Universidade do México desenvolve contraceptivo oral para homens

Investigadores da Universidade Nacional Autónoma do México estão desenvolvendo um contraceptivo oral masculino. Ao contrário do comprimido feminino, não vai conter hormônios nem provocar efeitos secundários.

Um grupo de investigadores do Instituto de Biotecnologia da Universidade Nacional Autónoma do México (UNAM) desvendou, através de um estudo da composição dos espermatozóides, que dentro destes existem canais iónicos (proteínas - dentro das células - que permitem a passagem de substâncias) que albergam o cálcio e o potássio - proteínas fundamentais ao espermatozóide, que lhe permite mover-se corretamente.


Com a descoberta, percebeu a possibilidade de criar um contraceptivo oral para homens - à semelhança da pílula para a mulher. A grande diferença é que não terá qualquer influência hormonal e nenhuns efeitos secundários.

Basicamente, os investigadores querem poder bloquear os canais iónicos, através da criação de um fármaco para esse efeito, dirigido apenas a estas proteínas. O resultado será a inibição da função da célula reprodutora. Uma vez que a existência destes canais é exclusiva dos espermatozóides, a toma desta "pílula masculina" não afetará outras células do corpo.

Efeito é reversível - basta interromper a administração
A fertilidade também não está ameaçada: uma vez que o corpo masculino produz novos espermatozóides todos os dias, assim que o homem deixar de tomar o contraceptivo as novas células voltam a ter mobilidade, ou seja, esta pílula atua apenas durante o período de administração.

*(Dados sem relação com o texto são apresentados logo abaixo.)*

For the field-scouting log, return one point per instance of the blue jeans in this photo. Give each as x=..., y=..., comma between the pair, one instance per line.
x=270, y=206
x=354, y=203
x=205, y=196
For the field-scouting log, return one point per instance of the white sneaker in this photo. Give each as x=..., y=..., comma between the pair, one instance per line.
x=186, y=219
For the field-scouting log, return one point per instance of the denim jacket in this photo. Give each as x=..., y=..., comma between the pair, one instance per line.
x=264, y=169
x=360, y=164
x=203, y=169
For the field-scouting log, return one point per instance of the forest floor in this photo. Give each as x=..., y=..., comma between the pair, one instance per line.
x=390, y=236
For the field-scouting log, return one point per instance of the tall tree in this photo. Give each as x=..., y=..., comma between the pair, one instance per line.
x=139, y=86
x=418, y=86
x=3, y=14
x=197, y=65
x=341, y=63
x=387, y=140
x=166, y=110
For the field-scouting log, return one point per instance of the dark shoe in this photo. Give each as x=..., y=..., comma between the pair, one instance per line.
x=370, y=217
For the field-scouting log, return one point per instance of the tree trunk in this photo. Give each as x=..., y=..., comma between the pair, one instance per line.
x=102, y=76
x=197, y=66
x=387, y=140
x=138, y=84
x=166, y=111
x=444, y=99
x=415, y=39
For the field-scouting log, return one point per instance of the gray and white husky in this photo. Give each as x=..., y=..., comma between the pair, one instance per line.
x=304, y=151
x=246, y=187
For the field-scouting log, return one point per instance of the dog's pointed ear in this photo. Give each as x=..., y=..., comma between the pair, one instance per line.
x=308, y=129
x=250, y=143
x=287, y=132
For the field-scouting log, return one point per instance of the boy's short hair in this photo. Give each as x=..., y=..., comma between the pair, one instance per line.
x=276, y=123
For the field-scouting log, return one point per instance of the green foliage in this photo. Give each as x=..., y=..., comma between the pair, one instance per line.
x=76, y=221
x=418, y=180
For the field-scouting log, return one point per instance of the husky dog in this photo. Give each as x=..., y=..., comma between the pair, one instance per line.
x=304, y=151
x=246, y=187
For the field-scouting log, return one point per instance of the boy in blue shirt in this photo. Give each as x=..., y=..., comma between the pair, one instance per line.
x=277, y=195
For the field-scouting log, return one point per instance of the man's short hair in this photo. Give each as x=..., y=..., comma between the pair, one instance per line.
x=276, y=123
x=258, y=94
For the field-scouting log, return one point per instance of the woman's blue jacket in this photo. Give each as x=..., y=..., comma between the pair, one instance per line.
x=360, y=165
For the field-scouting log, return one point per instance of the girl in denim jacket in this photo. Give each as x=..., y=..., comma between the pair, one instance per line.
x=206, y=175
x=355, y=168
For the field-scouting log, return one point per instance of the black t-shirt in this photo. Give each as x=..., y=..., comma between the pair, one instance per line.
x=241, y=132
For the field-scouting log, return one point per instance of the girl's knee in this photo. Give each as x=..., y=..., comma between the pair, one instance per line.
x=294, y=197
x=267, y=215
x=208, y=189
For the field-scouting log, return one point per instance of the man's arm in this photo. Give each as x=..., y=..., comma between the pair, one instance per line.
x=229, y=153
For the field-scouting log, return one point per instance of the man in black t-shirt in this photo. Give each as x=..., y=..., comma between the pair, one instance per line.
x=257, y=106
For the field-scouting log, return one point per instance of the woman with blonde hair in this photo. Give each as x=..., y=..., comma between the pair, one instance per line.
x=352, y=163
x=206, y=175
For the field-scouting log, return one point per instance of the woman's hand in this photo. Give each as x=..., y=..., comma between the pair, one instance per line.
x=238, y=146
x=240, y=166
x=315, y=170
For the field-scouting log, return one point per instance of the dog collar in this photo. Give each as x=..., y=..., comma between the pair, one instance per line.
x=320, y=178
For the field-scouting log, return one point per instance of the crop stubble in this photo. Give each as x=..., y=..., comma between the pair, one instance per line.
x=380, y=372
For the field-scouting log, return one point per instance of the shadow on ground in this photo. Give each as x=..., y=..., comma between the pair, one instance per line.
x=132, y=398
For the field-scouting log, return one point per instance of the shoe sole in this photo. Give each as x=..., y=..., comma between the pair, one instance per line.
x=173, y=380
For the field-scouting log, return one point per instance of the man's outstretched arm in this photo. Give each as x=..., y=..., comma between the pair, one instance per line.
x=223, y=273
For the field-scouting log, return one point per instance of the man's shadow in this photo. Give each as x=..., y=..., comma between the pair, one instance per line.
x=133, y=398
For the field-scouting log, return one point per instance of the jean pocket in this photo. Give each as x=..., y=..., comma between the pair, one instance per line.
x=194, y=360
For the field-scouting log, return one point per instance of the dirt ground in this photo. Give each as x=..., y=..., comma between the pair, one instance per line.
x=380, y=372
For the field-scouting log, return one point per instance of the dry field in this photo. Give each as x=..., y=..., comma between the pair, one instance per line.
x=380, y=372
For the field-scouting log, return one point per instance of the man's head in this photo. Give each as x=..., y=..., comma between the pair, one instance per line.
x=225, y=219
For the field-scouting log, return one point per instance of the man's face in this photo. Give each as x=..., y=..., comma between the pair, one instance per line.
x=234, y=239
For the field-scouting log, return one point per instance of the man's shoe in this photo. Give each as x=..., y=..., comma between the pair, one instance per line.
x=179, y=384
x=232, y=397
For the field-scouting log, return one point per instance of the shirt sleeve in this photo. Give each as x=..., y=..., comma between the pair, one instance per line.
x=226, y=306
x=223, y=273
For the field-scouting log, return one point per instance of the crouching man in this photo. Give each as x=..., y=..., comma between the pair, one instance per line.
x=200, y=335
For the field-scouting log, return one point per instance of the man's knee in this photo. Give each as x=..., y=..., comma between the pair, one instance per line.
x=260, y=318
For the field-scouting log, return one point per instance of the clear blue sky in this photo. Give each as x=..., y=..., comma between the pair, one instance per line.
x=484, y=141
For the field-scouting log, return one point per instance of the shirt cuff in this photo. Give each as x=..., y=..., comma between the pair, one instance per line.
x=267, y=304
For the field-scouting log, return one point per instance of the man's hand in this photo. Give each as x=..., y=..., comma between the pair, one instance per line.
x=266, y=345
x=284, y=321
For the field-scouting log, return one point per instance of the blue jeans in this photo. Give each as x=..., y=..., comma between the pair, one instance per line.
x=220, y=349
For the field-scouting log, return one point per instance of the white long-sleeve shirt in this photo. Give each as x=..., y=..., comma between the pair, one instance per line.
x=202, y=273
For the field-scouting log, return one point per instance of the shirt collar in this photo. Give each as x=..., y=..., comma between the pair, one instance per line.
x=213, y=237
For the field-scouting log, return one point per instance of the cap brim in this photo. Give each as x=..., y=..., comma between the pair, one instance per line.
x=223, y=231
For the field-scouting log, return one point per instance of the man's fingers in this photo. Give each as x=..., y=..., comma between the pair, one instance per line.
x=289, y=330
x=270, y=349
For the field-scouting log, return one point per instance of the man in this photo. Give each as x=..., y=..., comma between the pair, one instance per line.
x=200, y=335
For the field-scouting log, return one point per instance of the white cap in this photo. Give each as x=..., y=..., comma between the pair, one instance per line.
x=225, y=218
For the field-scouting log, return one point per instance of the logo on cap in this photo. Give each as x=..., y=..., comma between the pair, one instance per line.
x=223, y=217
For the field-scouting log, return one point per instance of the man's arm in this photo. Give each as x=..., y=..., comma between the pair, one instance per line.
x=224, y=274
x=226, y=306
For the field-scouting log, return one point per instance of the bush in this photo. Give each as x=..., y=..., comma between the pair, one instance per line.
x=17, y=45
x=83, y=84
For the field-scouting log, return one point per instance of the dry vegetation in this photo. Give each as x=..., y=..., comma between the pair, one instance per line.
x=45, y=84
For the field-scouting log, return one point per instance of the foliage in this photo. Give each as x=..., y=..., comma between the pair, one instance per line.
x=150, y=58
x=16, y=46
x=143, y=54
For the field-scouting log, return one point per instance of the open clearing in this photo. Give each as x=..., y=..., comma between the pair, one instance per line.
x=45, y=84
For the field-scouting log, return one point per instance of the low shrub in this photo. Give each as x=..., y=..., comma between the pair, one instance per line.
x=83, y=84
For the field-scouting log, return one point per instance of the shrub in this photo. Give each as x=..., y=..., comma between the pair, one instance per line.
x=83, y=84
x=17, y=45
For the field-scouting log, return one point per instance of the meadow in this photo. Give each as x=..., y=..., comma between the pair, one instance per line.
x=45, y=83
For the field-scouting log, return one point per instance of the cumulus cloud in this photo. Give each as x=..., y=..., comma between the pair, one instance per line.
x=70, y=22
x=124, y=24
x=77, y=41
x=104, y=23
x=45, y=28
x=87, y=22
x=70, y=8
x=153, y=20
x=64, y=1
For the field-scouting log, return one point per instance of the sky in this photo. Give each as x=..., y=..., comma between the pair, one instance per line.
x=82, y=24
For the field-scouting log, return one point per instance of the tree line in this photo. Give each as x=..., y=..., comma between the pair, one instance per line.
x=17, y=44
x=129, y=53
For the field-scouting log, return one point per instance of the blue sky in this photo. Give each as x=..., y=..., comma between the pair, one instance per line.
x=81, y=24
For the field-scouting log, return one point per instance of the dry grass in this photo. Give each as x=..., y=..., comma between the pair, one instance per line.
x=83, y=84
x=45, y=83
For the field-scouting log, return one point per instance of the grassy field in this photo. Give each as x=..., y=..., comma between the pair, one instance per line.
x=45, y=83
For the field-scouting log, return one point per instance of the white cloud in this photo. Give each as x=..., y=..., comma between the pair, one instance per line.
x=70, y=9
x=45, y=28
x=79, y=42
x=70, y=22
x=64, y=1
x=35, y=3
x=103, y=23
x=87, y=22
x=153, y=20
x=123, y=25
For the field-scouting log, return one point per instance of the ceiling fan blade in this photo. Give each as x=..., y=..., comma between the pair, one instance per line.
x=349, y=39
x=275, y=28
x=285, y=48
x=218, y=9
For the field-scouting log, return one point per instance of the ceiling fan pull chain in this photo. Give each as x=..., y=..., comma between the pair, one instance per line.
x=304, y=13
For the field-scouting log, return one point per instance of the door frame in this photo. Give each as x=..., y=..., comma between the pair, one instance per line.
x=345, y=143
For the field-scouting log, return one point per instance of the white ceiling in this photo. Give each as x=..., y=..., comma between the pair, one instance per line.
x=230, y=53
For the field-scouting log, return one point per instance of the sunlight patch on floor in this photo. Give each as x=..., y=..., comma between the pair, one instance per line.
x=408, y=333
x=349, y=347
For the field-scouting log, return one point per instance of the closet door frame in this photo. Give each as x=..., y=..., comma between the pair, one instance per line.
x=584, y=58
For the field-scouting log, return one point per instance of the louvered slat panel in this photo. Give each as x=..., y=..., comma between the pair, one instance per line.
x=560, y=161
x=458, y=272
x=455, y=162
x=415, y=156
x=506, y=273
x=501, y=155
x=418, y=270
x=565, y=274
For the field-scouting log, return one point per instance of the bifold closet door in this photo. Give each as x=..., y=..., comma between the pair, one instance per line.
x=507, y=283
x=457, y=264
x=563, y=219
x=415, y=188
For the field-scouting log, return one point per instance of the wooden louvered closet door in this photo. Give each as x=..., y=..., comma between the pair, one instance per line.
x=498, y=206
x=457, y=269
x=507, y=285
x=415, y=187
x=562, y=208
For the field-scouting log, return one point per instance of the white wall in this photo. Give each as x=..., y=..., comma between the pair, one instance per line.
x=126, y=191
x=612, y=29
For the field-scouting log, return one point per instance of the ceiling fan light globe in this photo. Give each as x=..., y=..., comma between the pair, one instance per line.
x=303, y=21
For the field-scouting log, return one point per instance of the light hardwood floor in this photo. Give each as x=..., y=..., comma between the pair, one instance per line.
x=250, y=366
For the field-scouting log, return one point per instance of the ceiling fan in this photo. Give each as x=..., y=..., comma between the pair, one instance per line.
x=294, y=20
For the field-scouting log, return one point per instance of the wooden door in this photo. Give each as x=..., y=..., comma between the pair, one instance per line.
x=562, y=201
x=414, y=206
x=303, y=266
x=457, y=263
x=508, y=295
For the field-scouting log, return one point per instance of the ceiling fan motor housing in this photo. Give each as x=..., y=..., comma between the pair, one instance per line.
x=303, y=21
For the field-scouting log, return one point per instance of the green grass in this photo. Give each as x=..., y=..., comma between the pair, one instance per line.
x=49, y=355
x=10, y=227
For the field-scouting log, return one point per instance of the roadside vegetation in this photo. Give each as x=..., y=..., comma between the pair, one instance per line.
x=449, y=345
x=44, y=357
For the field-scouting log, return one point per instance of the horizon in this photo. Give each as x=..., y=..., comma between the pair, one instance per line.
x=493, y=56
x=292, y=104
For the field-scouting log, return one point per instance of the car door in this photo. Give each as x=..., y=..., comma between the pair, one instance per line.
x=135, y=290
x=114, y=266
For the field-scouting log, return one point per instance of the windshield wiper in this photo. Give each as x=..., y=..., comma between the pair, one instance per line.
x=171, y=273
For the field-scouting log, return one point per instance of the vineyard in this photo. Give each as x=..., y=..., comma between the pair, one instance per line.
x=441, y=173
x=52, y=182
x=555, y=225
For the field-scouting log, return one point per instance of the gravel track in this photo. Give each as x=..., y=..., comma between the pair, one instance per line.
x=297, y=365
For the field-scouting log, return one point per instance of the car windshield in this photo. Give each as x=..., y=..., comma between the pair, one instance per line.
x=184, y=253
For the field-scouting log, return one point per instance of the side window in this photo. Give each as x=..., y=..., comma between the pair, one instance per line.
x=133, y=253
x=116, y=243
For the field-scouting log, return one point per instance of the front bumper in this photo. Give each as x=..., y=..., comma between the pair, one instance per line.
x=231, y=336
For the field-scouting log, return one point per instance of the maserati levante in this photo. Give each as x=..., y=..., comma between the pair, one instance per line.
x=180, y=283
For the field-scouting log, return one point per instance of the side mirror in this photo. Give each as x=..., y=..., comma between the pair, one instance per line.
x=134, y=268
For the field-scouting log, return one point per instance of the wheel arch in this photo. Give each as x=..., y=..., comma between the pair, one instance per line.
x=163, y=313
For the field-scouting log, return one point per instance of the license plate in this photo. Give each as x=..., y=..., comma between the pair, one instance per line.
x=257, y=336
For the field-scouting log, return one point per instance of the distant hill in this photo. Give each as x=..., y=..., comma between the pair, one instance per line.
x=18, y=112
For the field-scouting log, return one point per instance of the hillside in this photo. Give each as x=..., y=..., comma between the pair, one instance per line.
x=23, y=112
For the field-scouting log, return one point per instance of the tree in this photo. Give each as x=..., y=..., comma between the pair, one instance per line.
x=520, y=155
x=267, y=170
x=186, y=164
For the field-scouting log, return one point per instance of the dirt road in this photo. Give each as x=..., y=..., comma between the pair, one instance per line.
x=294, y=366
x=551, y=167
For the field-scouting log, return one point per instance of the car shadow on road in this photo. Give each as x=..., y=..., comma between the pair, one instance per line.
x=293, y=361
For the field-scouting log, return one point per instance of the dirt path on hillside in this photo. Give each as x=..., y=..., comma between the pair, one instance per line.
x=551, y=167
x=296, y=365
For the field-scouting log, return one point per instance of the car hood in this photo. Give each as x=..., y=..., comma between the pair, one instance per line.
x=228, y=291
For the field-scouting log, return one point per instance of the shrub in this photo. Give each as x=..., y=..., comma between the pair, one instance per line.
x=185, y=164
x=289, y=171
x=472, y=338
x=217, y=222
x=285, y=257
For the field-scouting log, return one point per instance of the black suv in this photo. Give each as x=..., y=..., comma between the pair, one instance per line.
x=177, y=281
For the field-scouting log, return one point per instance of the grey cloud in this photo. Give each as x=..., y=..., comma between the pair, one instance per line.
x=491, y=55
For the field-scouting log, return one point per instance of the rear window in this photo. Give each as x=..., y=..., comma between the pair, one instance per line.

"Existe a necessidade de criar estratégias de controlo da natalidade e até ao momento não há um anticonceptivo masculino reversível que seja eficiente e seguro", destacou Alberto Darszon, que lidera a investigação. Agora, os próximos meses serão passados no laboratório, com o desafio de encontrar um tipo de molécula que apenas bloqueie os canais iónicos e permita, assim, esta infertilidade temporária.

No projeto participam ainda outros colaboradores dos Institutos de Fisiologia Celular e de Biotecnologia da UNAM - Claudia Treviño, Takuya Nishigaki e Arturo Hernandéz - e Arturo Picones, da Universidade de Berkeley, na Califórnia, que trabalha na área há 12 anos, para a indústria farmacêutica.